Sang had been living with them for a week when a suitor called. By then, the painting was finished, the dreary room transformed. She was removing masking tape from the edges of the windowpanes when Paul told her someone named Asim Bhattacharya was calling from Geneva. “Tell him I’m not in,” she said, without hesitating. He wrote down the name, spelled out carefully by the caller, who had said before hanging up, “Just tell her it’s Pinkoo.”
More men called. One asked Paul, dejectedly, if he was Sang’s boyfriend. The mere possibility, articulated by a stranger, jolted him. Such a thing had happened once before in the house, the first year Paul lived there—two housemates had fallen in love, had moved out in order to marry each other. “No,” he told the caller. “I’m just her housemate.” Nevertheless, for the rest of the day he felt burdened by the question, worried that he’d transgressed somehow simply by answering the phone. A few days later, he told Sang. She laughed. “He’s probably horrified now, knowing that I live with a man,” she said. “Next time,” she advised him, “say yes.”
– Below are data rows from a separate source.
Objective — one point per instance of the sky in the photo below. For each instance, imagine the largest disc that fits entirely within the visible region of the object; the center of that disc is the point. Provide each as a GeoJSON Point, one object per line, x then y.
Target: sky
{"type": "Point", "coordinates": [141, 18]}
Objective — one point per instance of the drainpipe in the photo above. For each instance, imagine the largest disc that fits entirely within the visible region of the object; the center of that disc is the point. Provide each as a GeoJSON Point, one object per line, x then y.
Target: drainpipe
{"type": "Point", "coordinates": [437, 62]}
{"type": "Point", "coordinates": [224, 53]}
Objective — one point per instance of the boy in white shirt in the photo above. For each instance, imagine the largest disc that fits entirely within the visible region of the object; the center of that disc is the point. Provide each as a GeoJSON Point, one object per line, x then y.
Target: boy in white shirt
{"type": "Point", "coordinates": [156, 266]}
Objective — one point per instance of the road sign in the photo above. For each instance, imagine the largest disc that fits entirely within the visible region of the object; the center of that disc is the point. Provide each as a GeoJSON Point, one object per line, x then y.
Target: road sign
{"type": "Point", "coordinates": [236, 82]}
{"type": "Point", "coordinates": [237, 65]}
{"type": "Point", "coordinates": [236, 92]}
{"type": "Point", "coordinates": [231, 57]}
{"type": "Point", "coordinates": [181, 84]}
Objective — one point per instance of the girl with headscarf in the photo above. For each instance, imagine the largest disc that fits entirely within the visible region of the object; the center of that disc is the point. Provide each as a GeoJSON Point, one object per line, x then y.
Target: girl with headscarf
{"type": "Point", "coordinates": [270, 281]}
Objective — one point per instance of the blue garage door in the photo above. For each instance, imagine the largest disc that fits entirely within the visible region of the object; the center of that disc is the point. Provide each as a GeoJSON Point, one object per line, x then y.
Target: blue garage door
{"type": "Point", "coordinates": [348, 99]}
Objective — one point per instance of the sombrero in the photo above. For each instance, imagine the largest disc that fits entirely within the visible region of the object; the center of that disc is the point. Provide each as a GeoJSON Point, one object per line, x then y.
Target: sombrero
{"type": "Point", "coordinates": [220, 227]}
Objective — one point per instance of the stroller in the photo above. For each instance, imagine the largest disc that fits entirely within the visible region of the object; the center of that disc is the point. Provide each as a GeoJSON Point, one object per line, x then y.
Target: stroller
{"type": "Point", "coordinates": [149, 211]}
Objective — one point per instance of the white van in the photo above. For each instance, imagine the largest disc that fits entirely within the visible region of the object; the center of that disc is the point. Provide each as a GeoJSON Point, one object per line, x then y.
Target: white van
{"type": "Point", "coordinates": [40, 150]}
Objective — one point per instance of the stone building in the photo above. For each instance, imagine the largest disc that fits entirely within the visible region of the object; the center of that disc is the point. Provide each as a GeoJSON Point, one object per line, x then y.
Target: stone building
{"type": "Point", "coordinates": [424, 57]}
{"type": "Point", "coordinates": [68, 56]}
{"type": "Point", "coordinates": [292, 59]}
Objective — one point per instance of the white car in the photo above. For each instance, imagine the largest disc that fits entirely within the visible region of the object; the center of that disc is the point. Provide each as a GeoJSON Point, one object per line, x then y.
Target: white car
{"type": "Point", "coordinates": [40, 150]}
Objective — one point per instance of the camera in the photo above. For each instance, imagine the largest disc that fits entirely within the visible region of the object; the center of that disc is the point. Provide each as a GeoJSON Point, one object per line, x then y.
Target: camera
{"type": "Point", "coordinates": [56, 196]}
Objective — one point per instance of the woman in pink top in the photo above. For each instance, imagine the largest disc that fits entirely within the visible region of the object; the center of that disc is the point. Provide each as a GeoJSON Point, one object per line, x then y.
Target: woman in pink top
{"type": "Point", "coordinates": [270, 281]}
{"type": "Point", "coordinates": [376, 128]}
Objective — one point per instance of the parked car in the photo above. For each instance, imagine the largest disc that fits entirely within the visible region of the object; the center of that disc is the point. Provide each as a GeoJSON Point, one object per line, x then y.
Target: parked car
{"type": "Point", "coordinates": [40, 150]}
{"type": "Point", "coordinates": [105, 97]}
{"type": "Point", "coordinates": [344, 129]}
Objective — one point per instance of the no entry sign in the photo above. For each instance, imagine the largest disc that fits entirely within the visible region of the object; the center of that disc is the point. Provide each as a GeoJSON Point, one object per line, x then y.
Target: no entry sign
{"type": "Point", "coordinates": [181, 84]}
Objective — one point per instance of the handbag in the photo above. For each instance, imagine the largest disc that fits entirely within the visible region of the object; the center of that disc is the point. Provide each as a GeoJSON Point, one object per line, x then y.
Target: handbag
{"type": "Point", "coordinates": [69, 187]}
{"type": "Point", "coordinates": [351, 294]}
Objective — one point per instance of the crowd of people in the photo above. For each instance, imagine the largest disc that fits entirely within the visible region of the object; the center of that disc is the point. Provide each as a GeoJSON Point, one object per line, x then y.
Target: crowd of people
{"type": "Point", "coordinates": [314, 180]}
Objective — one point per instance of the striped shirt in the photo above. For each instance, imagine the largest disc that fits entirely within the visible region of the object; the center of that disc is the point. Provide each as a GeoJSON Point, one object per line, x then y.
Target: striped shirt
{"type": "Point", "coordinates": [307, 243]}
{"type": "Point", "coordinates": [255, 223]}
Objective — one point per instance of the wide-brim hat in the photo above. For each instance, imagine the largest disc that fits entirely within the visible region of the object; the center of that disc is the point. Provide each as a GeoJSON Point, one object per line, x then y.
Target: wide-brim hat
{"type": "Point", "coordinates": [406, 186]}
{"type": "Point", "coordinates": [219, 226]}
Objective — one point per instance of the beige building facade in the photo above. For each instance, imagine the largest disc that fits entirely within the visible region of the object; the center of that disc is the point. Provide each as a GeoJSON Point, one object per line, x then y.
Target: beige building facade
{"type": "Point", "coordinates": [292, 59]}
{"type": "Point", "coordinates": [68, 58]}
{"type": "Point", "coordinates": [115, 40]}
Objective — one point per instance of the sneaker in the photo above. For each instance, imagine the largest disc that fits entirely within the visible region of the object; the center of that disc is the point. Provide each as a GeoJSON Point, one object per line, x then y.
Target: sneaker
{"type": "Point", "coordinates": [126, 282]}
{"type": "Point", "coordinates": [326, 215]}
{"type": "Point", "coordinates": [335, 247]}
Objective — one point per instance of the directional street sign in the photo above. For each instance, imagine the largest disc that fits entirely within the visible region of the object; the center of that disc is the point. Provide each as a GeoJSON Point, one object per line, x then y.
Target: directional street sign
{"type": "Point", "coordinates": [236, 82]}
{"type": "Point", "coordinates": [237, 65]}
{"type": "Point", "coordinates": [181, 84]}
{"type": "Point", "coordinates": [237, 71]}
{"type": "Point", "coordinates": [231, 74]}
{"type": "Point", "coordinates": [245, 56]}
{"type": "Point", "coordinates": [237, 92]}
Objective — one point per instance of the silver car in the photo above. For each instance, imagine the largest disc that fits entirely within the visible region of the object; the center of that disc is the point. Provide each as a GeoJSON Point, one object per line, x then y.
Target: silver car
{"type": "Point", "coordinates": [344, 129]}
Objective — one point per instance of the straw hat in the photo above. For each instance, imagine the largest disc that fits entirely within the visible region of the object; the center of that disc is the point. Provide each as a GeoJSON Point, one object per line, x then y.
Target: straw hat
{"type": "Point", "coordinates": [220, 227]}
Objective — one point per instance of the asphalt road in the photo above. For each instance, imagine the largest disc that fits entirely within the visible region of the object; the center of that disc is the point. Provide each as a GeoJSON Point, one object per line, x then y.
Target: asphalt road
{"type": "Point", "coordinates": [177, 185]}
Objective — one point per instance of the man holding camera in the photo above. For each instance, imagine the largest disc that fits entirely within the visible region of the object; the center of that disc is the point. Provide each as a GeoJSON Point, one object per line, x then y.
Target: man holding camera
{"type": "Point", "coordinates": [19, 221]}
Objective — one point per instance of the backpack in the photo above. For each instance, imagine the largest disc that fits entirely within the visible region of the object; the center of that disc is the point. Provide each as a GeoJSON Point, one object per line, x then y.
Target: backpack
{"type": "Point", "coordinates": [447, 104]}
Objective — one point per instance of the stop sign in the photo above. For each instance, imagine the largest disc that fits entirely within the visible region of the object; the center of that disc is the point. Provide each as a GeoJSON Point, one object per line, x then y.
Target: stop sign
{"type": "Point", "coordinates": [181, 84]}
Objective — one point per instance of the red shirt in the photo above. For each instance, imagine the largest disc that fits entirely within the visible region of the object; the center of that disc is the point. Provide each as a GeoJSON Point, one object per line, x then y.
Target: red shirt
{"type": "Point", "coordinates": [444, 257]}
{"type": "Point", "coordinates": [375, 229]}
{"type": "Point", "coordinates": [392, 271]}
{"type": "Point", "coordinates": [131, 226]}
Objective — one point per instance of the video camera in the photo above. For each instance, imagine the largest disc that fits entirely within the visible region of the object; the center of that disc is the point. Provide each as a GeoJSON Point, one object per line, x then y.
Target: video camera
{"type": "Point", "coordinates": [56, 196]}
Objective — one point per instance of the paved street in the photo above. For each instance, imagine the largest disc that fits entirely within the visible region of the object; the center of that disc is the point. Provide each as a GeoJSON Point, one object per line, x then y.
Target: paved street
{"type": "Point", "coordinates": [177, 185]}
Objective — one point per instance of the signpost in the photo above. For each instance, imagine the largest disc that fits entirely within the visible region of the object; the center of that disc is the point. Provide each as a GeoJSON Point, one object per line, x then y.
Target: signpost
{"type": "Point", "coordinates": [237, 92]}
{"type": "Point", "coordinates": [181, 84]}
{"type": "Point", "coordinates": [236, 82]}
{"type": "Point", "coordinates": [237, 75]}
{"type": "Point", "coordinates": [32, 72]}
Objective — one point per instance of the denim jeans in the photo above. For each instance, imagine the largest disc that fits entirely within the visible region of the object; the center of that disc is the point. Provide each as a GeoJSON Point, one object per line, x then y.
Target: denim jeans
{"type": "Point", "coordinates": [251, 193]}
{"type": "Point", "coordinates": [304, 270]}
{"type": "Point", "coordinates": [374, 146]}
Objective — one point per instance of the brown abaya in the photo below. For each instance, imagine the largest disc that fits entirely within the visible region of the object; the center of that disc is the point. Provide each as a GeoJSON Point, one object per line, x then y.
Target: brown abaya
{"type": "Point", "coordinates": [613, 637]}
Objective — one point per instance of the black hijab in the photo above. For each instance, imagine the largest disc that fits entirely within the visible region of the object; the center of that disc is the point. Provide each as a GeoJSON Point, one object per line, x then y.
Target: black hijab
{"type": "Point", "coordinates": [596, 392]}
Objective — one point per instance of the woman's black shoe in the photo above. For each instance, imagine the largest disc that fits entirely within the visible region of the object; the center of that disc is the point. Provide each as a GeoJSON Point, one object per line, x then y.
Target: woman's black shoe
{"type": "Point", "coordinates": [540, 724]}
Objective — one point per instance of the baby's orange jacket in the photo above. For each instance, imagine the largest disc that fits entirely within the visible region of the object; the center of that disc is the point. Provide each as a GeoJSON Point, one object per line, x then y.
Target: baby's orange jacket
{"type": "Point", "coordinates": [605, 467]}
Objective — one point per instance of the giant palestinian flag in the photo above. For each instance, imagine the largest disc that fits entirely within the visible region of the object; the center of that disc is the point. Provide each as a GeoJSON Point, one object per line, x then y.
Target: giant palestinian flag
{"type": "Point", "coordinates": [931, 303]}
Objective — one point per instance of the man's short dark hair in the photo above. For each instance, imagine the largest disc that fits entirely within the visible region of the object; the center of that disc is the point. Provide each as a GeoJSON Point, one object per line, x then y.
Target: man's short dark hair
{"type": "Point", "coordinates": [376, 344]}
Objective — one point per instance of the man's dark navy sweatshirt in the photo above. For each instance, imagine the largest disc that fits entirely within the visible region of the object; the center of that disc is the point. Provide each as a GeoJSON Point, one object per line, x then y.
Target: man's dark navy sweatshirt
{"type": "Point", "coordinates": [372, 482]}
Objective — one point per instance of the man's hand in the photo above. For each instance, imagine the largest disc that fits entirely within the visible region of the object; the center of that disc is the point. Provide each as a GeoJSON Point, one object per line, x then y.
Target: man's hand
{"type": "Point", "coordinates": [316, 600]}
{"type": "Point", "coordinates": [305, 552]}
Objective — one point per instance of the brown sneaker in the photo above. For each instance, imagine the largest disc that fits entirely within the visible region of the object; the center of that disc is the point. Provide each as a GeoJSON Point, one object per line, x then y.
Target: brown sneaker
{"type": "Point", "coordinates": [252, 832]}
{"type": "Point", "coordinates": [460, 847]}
A week afterward, the three of them were in the kitchen, Heather filling a thermos with echinacea tea because she had come down with a cold and had to spend all day in classes, Sang hunched over the newspaper and coffee. The night before, she had locked herself up in her bathroom, and now there were some reddish highlights in her hair. When the phone rang and Paul picked up, he assumed it was another suitor on the line, for, like many of Sang’s suitors, the caller had a slight foreign accent, though this one was more refined than awkward. The only difference was that instead of asking for Sangeeta he asked to speak to Sang. When Paul asked who was calling, he said, in a slightly impatient way, “I am her boyfriend.” The words landed in Paul’s chest like the dull yet painful taps of a doctor’s instrument. He saw that Sang was looking up at him expectantly, her chair already partly pushed back from the table.